言葉が世界を作る、未来を作る
 

ブームでもあり、色々な会社が「AIを使った○○」をキャッチフレーズに、新製品を 売り出している。
一方、Deep Leaningを利用した画像認識や音声認識は1〜2年前はAIの成果とされてきたが、この画像認識や音声認識を利用した機器がAIを前面に出さず、「AI活用」と いうキャッチフレーズを出すこともない。
かつてのブームの時、ある人が「”これこそが人工知能の成果”と一時、もてはやされてもじきに、”コンピュータプログラムの一つの動作”とみなされるようになる。」と も称していた。

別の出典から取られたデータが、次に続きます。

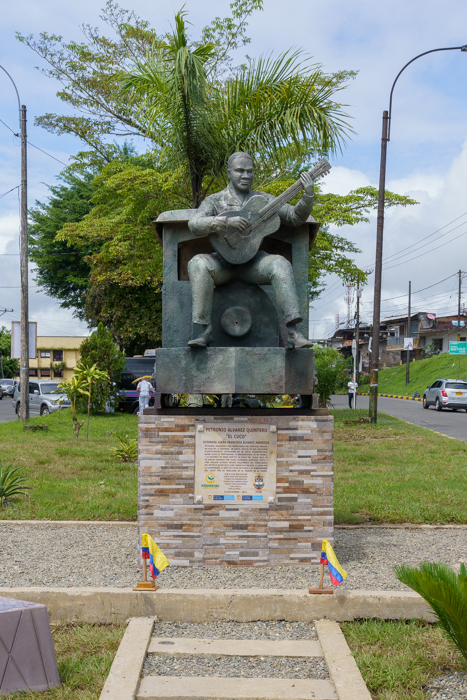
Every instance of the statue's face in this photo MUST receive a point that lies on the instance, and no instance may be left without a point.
(241, 174)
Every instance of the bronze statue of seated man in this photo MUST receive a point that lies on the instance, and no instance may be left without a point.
(217, 215)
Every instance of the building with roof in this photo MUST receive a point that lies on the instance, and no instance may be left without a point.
(56, 357)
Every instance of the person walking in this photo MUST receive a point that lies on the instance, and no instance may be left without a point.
(144, 389)
(352, 388)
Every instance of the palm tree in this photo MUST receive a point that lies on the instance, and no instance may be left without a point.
(272, 108)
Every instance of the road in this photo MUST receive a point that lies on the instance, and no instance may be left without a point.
(6, 410)
(447, 422)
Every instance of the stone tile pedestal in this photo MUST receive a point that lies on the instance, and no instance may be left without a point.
(286, 532)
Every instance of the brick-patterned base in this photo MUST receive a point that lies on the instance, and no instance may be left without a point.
(286, 533)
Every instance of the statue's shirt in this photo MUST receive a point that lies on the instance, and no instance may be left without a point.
(208, 218)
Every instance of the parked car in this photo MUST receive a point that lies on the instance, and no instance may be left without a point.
(446, 393)
(43, 398)
(8, 386)
(135, 367)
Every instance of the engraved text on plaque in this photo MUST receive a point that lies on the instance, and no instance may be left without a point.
(235, 462)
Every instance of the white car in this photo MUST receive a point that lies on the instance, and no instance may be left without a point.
(43, 398)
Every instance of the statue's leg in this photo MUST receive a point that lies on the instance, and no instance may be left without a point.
(278, 272)
(205, 272)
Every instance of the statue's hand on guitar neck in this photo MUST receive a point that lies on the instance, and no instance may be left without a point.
(238, 222)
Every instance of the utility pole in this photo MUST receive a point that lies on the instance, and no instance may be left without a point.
(24, 362)
(459, 320)
(409, 318)
(386, 134)
(3, 311)
(24, 316)
(357, 343)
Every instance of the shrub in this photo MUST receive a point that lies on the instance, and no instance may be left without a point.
(11, 483)
(445, 592)
(127, 448)
(332, 371)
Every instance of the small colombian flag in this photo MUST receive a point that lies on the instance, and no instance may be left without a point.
(157, 560)
(336, 572)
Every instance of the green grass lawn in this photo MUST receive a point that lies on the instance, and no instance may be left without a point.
(398, 659)
(389, 472)
(84, 657)
(422, 373)
(71, 480)
(397, 472)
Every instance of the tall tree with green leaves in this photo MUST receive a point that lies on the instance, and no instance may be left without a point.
(274, 108)
(62, 270)
(10, 366)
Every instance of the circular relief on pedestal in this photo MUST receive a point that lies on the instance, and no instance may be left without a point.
(236, 321)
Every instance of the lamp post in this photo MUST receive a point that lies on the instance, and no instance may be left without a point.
(24, 362)
(373, 412)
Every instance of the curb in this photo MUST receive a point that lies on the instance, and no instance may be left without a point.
(107, 605)
(124, 675)
(387, 396)
(343, 669)
(111, 523)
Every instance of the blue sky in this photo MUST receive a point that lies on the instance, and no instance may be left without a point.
(427, 155)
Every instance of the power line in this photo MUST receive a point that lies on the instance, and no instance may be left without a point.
(47, 154)
(8, 127)
(5, 194)
(34, 145)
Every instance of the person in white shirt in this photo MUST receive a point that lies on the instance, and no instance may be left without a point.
(353, 388)
(144, 389)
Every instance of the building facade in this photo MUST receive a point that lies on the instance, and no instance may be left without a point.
(56, 357)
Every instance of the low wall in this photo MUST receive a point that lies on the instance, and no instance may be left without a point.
(106, 605)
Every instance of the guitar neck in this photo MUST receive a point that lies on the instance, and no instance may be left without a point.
(321, 168)
(274, 206)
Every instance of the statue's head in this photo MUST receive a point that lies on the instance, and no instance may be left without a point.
(240, 171)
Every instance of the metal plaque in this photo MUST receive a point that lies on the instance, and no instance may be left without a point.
(235, 463)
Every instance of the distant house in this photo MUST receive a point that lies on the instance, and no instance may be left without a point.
(443, 332)
(56, 357)
(425, 329)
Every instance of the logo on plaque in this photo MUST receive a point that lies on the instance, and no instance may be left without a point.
(259, 482)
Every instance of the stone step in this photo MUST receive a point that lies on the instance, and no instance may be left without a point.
(184, 646)
(190, 688)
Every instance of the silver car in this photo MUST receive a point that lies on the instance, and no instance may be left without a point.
(446, 393)
(43, 398)
(8, 386)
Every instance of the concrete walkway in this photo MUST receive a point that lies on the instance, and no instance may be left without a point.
(127, 678)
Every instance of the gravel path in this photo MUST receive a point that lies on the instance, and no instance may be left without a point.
(100, 555)
(453, 686)
(238, 666)
(234, 667)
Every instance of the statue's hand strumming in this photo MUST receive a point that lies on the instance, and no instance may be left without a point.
(238, 222)
(307, 182)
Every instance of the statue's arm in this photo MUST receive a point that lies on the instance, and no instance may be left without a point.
(206, 220)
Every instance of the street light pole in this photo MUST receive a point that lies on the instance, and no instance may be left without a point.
(373, 412)
(24, 362)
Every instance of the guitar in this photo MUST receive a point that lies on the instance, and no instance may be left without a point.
(238, 247)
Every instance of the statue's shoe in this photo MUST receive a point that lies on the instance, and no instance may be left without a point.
(297, 340)
(202, 340)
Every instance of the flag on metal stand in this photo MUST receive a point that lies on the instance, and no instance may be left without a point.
(336, 572)
(157, 563)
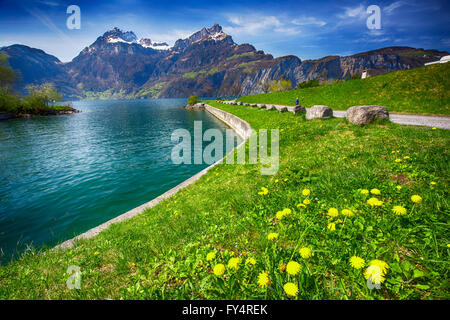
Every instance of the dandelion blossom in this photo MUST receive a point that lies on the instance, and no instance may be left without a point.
(305, 252)
(263, 191)
(333, 212)
(374, 273)
(272, 236)
(347, 212)
(263, 279)
(306, 192)
(381, 264)
(233, 263)
(375, 191)
(374, 202)
(291, 289)
(399, 210)
(210, 256)
(331, 226)
(292, 268)
(219, 269)
(280, 215)
(357, 262)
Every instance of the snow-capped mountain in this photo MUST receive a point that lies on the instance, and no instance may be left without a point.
(208, 63)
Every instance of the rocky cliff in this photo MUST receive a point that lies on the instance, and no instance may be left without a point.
(208, 63)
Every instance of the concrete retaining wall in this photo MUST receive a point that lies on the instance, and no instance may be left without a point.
(241, 127)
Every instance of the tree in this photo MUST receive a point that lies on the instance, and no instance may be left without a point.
(42, 95)
(280, 85)
(7, 74)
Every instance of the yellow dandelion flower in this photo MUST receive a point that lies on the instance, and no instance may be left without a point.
(263, 279)
(233, 263)
(357, 262)
(347, 212)
(210, 256)
(374, 202)
(331, 226)
(375, 191)
(374, 273)
(219, 269)
(306, 192)
(293, 268)
(291, 289)
(272, 236)
(305, 252)
(380, 264)
(333, 212)
(399, 210)
(279, 215)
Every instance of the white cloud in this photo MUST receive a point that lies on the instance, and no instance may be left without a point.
(356, 12)
(252, 24)
(390, 8)
(304, 21)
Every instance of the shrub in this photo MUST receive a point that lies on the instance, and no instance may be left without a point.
(280, 85)
(192, 100)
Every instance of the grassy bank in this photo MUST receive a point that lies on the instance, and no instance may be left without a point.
(163, 253)
(421, 91)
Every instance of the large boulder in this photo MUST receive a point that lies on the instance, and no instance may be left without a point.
(361, 115)
(319, 111)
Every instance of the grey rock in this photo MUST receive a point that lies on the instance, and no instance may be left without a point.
(297, 109)
(362, 115)
(319, 112)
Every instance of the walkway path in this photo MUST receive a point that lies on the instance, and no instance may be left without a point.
(408, 119)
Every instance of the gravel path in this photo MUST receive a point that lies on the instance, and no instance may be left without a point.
(409, 119)
(416, 120)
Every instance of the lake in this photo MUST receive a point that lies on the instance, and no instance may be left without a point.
(62, 175)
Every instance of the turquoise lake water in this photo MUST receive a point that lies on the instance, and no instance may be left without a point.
(62, 175)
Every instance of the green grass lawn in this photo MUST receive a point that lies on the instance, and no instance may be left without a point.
(422, 90)
(162, 253)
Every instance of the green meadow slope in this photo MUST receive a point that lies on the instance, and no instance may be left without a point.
(422, 90)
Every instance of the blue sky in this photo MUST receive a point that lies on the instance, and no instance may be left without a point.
(307, 29)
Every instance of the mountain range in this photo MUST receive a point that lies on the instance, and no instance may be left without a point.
(208, 63)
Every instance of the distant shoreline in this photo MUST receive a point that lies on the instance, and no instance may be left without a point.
(50, 112)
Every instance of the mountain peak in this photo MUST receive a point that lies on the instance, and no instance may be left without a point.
(117, 35)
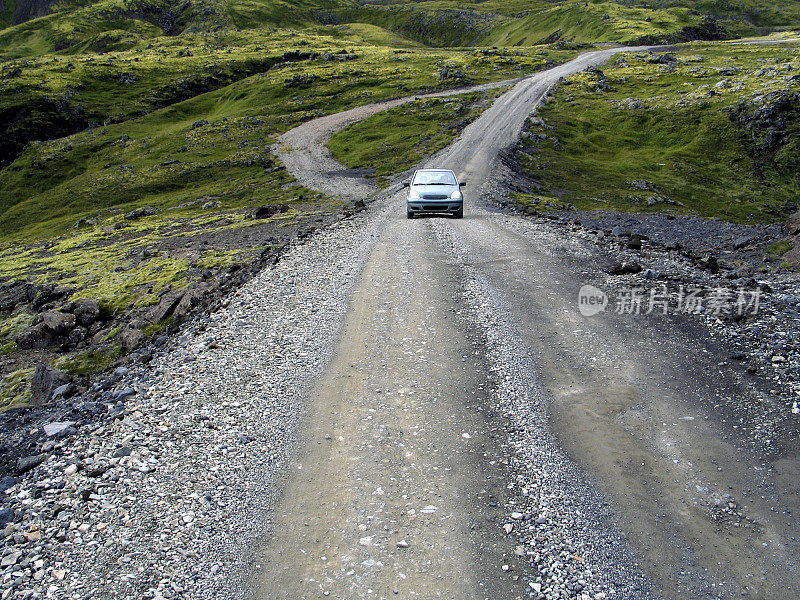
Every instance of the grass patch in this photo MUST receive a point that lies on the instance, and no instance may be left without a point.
(395, 140)
(91, 361)
(15, 389)
(666, 136)
(10, 327)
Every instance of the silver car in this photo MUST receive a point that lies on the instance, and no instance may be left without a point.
(434, 191)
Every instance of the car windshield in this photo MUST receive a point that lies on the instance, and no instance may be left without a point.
(434, 178)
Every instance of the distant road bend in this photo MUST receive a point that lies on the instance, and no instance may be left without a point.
(461, 347)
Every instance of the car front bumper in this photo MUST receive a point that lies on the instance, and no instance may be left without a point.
(423, 206)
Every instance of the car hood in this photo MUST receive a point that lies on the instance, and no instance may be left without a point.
(422, 190)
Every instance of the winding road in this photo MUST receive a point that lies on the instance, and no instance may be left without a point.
(463, 366)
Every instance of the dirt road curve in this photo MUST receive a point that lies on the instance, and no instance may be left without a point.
(466, 387)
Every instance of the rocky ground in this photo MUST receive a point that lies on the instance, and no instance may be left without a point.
(655, 252)
(160, 474)
(112, 476)
(140, 487)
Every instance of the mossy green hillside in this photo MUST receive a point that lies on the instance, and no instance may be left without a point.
(217, 144)
(396, 140)
(517, 22)
(667, 135)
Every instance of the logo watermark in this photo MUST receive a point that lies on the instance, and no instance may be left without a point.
(591, 300)
(718, 302)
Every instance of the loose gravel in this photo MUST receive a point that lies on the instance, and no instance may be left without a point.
(564, 526)
(166, 490)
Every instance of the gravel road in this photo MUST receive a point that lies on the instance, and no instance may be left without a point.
(414, 409)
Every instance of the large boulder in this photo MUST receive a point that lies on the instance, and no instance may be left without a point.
(45, 381)
(166, 306)
(38, 336)
(130, 338)
(86, 311)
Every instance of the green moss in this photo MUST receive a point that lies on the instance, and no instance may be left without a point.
(10, 327)
(15, 389)
(781, 247)
(395, 140)
(91, 361)
(671, 127)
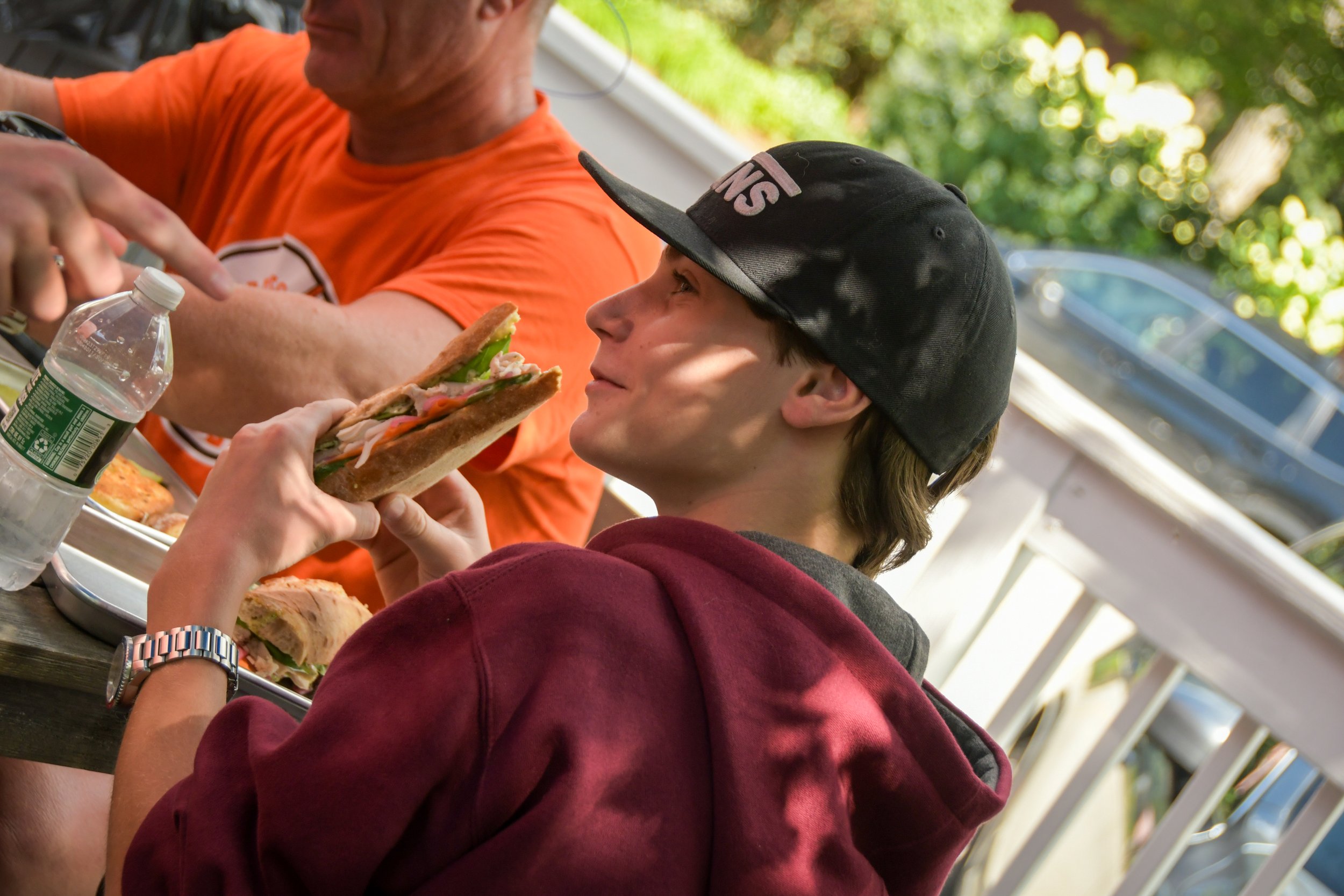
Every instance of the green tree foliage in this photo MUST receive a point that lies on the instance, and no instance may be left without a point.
(1249, 55)
(1050, 143)
(697, 58)
(850, 41)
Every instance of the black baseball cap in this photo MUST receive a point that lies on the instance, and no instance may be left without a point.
(886, 270)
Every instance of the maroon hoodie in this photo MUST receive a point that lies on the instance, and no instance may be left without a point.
(674, 709)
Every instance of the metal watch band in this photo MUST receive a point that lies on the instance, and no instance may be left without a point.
(187, 641)
(146, 653)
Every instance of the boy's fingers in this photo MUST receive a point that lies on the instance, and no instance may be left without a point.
(363, 521)
(406, 519)
(319, 417)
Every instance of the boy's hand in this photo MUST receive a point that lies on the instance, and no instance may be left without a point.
(423, 540)
(260, 512)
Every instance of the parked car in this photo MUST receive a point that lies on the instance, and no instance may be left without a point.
(1254, 415)
(1222, 859)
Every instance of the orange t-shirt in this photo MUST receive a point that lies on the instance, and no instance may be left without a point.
(232, 138)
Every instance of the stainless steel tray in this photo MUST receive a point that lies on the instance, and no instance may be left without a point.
(98, 580)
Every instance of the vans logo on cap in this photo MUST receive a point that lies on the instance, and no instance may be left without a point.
(748, 189)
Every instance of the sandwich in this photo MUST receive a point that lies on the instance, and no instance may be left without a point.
(292, 628)
(168, 523)
(409, 437)
(131, 491)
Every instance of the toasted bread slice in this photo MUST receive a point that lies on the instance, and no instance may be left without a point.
(416, 461)
(128, 492)
(461, 350)
(307, 618)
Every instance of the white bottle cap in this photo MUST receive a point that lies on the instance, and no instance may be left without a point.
(159, 288)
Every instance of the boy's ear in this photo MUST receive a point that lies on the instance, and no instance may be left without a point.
(823, 397)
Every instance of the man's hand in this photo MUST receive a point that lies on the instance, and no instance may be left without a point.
(259, 513)
(53, 198)
(440, 532)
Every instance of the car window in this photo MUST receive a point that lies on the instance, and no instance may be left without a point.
(1242, 372)
(1151, 315)
(1329, 444)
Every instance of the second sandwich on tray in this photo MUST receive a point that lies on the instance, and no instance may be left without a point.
(412, 436)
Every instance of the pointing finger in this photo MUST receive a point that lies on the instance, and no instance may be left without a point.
(147, 221)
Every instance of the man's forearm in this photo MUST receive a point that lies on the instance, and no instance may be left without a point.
(264, 353)
(30, 95)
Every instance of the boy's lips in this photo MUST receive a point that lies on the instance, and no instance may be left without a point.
(601, 381)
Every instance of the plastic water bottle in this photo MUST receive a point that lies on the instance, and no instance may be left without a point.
(109, 363)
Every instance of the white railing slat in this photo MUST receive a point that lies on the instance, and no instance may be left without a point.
(957, 590)
(1146, 699)
(1020, 704)
(1198, 798)
(1299, 841)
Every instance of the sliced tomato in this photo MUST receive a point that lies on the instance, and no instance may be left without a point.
(434, 409)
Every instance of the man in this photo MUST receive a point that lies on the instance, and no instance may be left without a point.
(374, 186)
(717, 700)
(396, 166)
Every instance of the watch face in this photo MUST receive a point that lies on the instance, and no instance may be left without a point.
(117, 675)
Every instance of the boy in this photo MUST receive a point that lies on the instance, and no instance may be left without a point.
(717, 700)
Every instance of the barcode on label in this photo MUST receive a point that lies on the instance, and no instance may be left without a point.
(84, 445)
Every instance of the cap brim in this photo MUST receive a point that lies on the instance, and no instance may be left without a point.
(676, 229)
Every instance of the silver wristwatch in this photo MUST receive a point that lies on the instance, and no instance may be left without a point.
(140, 655)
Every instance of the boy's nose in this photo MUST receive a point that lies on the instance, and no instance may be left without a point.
(609, 318)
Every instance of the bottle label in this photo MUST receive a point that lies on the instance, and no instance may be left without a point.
(61, 433)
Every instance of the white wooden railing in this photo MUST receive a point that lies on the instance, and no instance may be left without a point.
(1069, 593)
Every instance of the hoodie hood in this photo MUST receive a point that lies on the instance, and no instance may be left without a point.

私自身も、AIとは蜃気楼のようなものかとも考えている。 遠くにあるとはいえ、到達できそうだけれど、決して、到達できない。なぜならば、 到達した瞬間、それは、ただの「コンピュータプログラム」と化すから。 それでも、AIについて人と話す時、なんらかの定義がいる。 そこで自分なりに考えてみた。(下図参照)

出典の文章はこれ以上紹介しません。